REVIEW: The Coronas at 3 Arena, Dublin
You have to feel a little for The Coronas' Danny O'Reilly. There he stood in front of 14,000 adoring fans, who sang along to all his songs (even the slightly icky power ballads).
And yet it surely weighed on his mind that, despite considerable success at home, internationally the band remain a glorified foot-note. They find themselves inhabiting the stereotype of the group that is huge in Ireland, but can't get arrested elsewhere.
Rendering the underachievement even more acute, you suspect, is the fact that the quartet have come unstuck with a singularly heartfelt album. Assembled as O'Reilly reeled from a shock break-up from TV presenter Laura Whitmore, The Long Way vaulted to number one in Ireland while failing to create the tiniest of splashes overseas.
To this credit, O'Reilly did a good job keeping what must have been a swirl of emotions in check. Accompanied by widescreen guitars and, bizarrely, spumes of flame, All The Others saw the singer matter-of-factly lay his big, bruised heart on a platter – a sentiment doubled down on with Just Like That. What saved the gig from excessive mawkishness was the band's resourcefulness as songwriters. In the dude-in-touch-with-his-feelings tradition of Snow Patrol, The Coronas were very good at marrying weepy pathos with catchy hooks and rollicking wig-outs.

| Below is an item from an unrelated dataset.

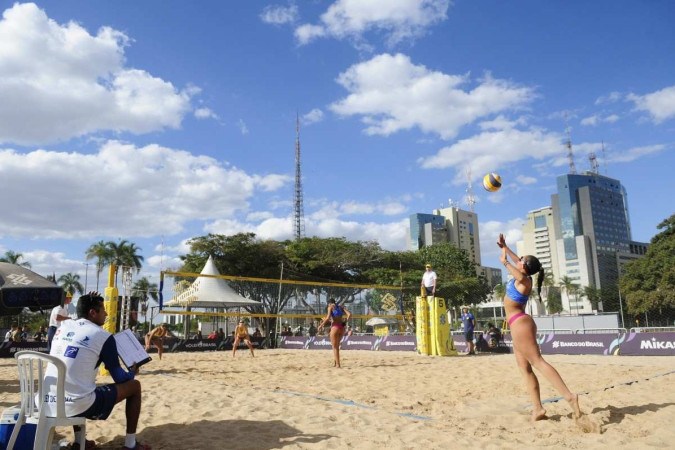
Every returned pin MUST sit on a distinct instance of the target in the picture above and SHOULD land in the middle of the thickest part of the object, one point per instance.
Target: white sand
(394, 400)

Again, though, here was a whiff of the bittersweet. By any measure, The Coronas are superior to kindred Dubliners Kodaline. Yet their rivals recently entered the UK charts at number four while The Coronas continue to sweat on a kind word from The NME or Zane Lowe. It says something about the fickleness of the music industry – and maybe even about the fundamental unfairness of life.